Copyright replaced the patron system with mass micropayments and thereby
democratized it. It's also a _lot_ less expensive than a patronage system: you
can get quality media for $1-2 per hour of use. That's pretty great. I
wouldn't want to not have that.

So let me make that clear. Copyright isn't just a useful thing. It's actually
(at its roots) a very _liberal_ concept. It was to protect innovators and
creators from wealthy, well-connected miscreants who would steal their work
(and before copyright, many did) and compete against them with better
distribution.

The problem in the modern economy is that copyright is being abused by the
same class of people it was designed to hold back. It's way, way, way more
transferable than it should be and we have a disease where copyrights and
patents, being valuable, trickle up to the top of the social pyramid, under
the effective control of a class of people who produce nothing except mean-
spirited lawsuits.

Morally speaking: should you pay for stuff if you can afford it? Yes. I don't
pirate if I can get the same level of convenience and quality through legal
means. I have no problem with paying $1-2/hour for quality entertainment. That
said, I'd much rather support the artists (and sound technicians, and actors)
_directly_ than support a bunch of shitbag executives who produce nothing. I
would participate in an "under the table" mechanism allowing for that, legal
or otherwise-- a "piratical" system that requires enough payment to reimburse
artists and technicians as much as they'd take in royalties, but deprives the
scumbag entertainment executives outright.

Honestly speaking, SOPA estabishes that the major corporate copyright owners
are evil.

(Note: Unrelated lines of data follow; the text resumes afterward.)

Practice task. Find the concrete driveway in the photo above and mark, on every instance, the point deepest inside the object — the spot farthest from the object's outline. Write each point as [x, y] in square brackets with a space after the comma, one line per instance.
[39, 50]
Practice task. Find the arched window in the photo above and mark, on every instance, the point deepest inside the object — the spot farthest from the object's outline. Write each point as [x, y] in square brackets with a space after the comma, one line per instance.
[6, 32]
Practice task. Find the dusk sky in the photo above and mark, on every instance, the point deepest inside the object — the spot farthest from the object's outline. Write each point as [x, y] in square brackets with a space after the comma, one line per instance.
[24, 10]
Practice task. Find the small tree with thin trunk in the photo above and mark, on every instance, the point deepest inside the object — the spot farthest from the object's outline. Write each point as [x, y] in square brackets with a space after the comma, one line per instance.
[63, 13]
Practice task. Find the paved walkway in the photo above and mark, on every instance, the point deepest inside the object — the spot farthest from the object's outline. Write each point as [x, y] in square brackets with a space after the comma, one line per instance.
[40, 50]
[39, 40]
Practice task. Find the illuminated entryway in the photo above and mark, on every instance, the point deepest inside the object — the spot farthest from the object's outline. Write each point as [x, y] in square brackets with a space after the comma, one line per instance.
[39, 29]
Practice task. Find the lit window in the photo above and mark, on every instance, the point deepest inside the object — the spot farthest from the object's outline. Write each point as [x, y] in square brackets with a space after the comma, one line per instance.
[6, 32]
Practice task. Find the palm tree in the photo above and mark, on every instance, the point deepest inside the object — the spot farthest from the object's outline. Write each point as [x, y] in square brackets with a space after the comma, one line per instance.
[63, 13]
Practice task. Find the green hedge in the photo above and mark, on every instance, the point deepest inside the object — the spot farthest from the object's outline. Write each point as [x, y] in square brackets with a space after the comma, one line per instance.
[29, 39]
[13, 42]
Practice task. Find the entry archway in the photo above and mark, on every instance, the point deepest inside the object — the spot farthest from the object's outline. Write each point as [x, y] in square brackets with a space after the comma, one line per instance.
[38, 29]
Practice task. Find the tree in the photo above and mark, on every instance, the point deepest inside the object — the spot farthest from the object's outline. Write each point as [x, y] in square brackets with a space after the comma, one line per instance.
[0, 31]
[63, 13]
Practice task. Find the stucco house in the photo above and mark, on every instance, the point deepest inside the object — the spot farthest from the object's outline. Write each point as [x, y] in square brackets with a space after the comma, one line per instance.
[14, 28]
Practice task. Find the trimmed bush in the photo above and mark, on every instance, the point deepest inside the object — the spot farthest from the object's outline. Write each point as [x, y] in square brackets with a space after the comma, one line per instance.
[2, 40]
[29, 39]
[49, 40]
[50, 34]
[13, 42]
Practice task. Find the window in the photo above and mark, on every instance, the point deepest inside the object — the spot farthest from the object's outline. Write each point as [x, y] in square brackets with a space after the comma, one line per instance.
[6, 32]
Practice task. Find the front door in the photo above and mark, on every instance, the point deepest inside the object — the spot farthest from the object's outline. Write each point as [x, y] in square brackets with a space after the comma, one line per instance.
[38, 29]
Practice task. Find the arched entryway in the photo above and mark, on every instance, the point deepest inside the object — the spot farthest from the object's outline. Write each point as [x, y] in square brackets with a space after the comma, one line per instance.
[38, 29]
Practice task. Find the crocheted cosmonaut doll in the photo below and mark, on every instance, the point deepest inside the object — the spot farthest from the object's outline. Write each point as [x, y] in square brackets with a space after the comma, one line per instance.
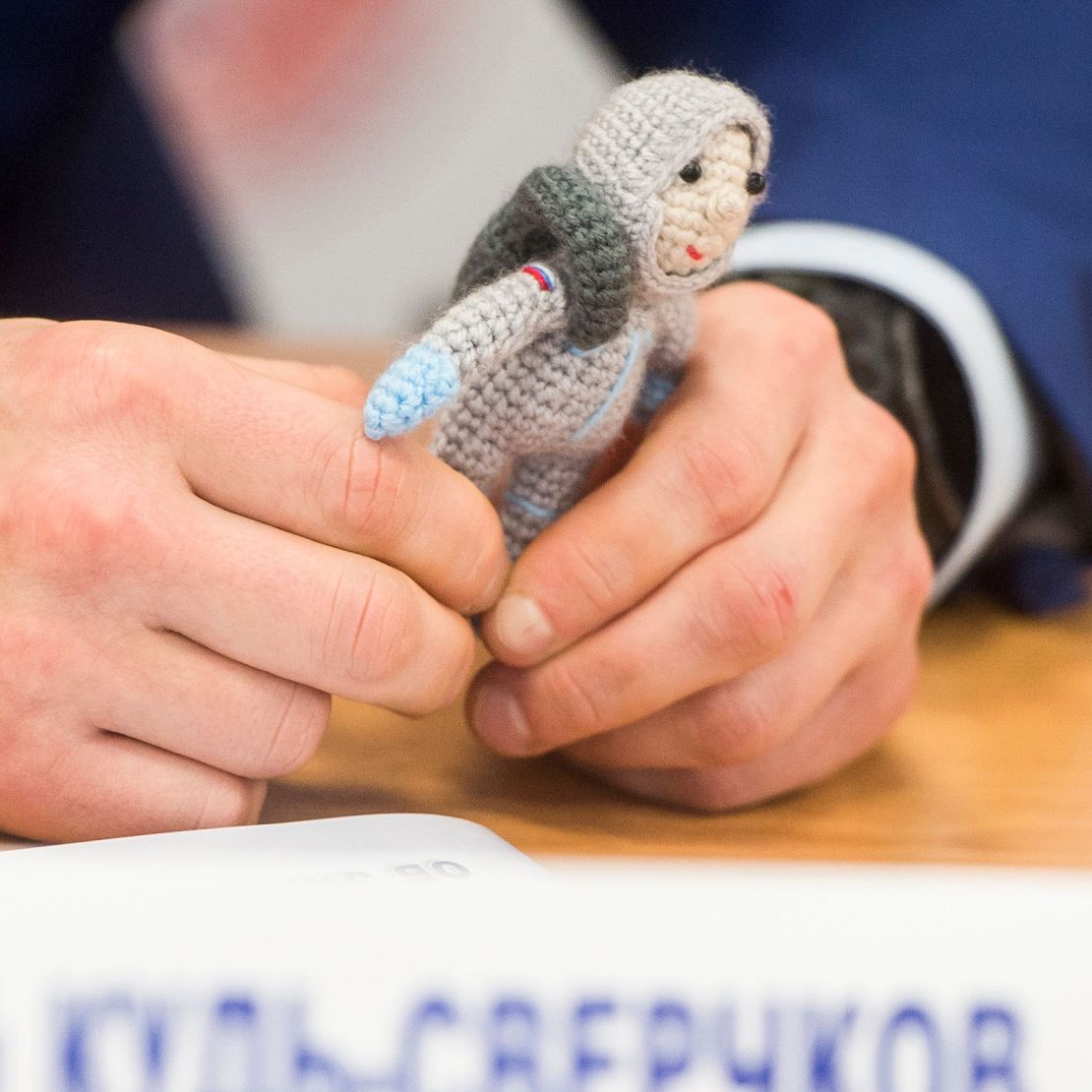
[576, 307]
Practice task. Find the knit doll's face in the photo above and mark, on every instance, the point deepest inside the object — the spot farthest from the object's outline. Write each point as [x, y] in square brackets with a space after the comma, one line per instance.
[707, 205]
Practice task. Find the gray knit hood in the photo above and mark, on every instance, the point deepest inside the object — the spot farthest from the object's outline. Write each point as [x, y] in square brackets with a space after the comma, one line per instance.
[638, 140]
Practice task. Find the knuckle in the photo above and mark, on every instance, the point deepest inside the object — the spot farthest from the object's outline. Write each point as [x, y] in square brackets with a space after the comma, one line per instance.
[603, 576]
[478, 559]
[77, 527]
[373, 631]
[912, 572]
[887, 449]
[734, 725]
[296, 732]
[711, 792]
[448, 683]
[807, 334]
[576, 694]
[101, 369]
[225, 802]
[754, 608]
[726, 482]
[31, 651]
[366, 487]
[817, 331]
[340, 383]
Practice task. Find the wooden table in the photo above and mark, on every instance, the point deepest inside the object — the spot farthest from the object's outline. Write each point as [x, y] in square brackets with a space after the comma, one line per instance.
[993, 764]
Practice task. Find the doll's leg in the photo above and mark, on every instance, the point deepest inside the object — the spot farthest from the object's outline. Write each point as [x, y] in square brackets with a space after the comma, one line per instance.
[541, 489]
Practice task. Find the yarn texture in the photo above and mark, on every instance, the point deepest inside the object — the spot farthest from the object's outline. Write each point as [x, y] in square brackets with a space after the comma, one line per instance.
[576, 306]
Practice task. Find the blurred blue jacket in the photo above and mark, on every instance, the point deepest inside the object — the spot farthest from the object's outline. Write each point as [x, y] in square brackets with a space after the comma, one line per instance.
[959, 125]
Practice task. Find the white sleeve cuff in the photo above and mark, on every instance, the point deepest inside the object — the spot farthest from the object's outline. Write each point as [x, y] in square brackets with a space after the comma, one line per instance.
[1008, 447]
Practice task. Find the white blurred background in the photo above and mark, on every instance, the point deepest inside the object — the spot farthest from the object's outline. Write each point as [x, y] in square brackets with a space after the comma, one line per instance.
[344, 154]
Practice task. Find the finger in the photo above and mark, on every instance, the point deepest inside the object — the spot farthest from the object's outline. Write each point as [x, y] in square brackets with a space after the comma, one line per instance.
[708, 465]
[853, 720]
[743, 718]
[298, 460]
[737, 605]
[301, 611]
[331, 381]
[105, 785]
[177, 696]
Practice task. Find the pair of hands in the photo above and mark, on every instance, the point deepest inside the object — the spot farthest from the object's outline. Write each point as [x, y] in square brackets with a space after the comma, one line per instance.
[196, 550]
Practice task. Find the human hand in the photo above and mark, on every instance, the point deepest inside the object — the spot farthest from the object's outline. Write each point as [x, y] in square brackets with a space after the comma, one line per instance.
[195, 553]
[734, 614]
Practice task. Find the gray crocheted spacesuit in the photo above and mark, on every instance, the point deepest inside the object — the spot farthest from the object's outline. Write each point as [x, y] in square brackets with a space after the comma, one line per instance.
[576, 306]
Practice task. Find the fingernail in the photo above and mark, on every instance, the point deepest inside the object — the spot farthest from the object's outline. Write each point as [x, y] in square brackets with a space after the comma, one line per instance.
[499, 721]
[519, 626]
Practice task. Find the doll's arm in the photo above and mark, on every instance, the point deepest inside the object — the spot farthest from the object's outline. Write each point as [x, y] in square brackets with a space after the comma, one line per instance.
[676, 328]
[470, 337]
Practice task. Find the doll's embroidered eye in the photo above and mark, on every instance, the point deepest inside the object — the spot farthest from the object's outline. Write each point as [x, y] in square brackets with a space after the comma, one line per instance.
[755, 184]
[692, 171]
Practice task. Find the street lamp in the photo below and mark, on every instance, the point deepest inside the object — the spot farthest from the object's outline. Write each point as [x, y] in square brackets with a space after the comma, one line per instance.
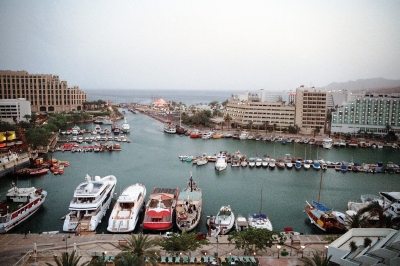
[65, 238]
[278, 247]
[302, 251]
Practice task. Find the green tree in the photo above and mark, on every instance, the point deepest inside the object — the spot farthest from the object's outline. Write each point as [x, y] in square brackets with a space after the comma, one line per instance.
[67, 260]
[142, 247]
[367, 242]
[126, 259]
[356, 221]
[255, 239]
[375, 207]
[182, 242]
[37, 136]
[353, 246]
[316, 260]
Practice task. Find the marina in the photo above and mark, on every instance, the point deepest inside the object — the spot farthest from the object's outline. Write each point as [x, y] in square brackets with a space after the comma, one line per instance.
[151, 158]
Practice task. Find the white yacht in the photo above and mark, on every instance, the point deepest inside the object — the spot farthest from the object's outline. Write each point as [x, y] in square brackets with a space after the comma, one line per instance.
[223, 222]
[327, 143]
[125, 127]
[189, 206]
[221, 162]
[19, 205]
[90, 203]
[260, 220]
[125, 213]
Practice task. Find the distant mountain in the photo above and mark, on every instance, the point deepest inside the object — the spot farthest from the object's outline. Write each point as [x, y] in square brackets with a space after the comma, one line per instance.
[372, 85]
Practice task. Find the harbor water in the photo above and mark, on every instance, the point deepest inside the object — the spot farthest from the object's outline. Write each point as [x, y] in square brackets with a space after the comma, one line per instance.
[151, 158]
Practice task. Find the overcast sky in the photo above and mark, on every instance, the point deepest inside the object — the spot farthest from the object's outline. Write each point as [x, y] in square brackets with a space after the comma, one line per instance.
[218, 45]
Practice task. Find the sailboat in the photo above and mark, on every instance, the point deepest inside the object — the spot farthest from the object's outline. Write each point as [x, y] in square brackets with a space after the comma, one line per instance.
[260, 220]
[323, 217]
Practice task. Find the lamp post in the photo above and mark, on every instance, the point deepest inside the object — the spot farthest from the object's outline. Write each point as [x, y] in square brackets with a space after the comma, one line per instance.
[65, 238]
[278, 247]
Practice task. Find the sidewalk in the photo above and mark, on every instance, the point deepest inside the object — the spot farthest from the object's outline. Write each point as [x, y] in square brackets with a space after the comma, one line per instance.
[15, 247]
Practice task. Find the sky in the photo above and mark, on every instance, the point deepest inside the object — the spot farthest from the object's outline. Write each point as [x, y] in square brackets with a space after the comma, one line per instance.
[201, 45]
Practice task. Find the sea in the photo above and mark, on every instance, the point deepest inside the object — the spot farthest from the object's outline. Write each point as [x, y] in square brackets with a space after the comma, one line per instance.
[151, 158]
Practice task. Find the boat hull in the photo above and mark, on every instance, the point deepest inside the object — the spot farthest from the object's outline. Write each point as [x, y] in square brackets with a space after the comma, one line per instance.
[9, 221]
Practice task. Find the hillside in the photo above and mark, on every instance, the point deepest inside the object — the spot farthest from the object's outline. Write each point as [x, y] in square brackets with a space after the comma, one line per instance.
[372, 85]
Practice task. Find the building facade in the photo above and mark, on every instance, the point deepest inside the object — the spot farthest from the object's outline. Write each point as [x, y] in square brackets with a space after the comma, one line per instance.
[46, 92]
[18, 108]
[311, 110]
[260, 110]
[368, 113]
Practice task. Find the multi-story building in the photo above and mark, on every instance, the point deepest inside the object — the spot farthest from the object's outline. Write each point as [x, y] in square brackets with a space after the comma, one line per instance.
[311, 110]
[369, 113]
[10, 108]
[260, 110]
[46, 92]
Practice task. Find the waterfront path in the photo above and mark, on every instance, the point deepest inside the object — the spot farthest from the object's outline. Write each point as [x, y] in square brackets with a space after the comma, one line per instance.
[17, 249]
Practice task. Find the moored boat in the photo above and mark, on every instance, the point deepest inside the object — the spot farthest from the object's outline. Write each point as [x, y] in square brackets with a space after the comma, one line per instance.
[160, 209]
[90, 203]
[19, 205]
[221, 162]
[223, 222]
[189, 206]
[260, 220]
[125, 213]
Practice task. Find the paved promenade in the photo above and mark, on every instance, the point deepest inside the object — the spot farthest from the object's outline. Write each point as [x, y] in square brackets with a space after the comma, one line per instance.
[17, 249]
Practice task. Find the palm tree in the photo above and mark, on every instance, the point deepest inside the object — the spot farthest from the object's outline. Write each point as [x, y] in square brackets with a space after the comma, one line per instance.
[316, 260]
[141, 246]
[375, 207]
[67, 260]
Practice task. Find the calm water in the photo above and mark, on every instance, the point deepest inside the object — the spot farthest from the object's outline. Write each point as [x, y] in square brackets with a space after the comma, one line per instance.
[152, 159]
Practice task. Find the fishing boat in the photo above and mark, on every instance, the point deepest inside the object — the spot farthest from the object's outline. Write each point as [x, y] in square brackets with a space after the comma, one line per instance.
[323, 217]
[160, 209]
[223, 222]
[169, 128]
[189, 206]
[221, 162]
[19, 205]
[90, 203]
[241, 223]
[260, 220]
[126, 210]
[39, 172]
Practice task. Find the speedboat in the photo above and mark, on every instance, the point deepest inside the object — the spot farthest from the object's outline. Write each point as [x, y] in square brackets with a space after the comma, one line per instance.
[252, 162]
[223, 222]
[90, 203]
[323, 218]
[125, 213]
[189, 206]
[125, 127]
[169, 128]
[221, 162]
[160, 209]
[260, 221]
[19, 205]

Not just greedy and stupid, which are forgivable because great
empires have been built on greed and stupidity. Evil. It deprives them of
their moral high ground, and establishes that piracy-as-moral-statement might
make sense.

I also think Facebook and Google deserve _a lot_ of credit for coming out to
fight SOPA/PIPA. Yes, Google has Youtube which would be in serious pain; but
the fact is that Google and Facebook would (perversely) benefit from it. Large
businesses do better in overreaching, ill-designed or undefined regulatory
environments because they have the connections and resources to end up OK no
matter what laws pass. It's small businesses that would wither and die if SOPA
and PIPA were to pass. A lot of startups would have to shut down. "Social"
technologies would become an oligopoly within a decade. The short-term effect
for Google and Facebook would (my guess) be positive, so these companies
deserve a lot of credit for looking at the bigger picture.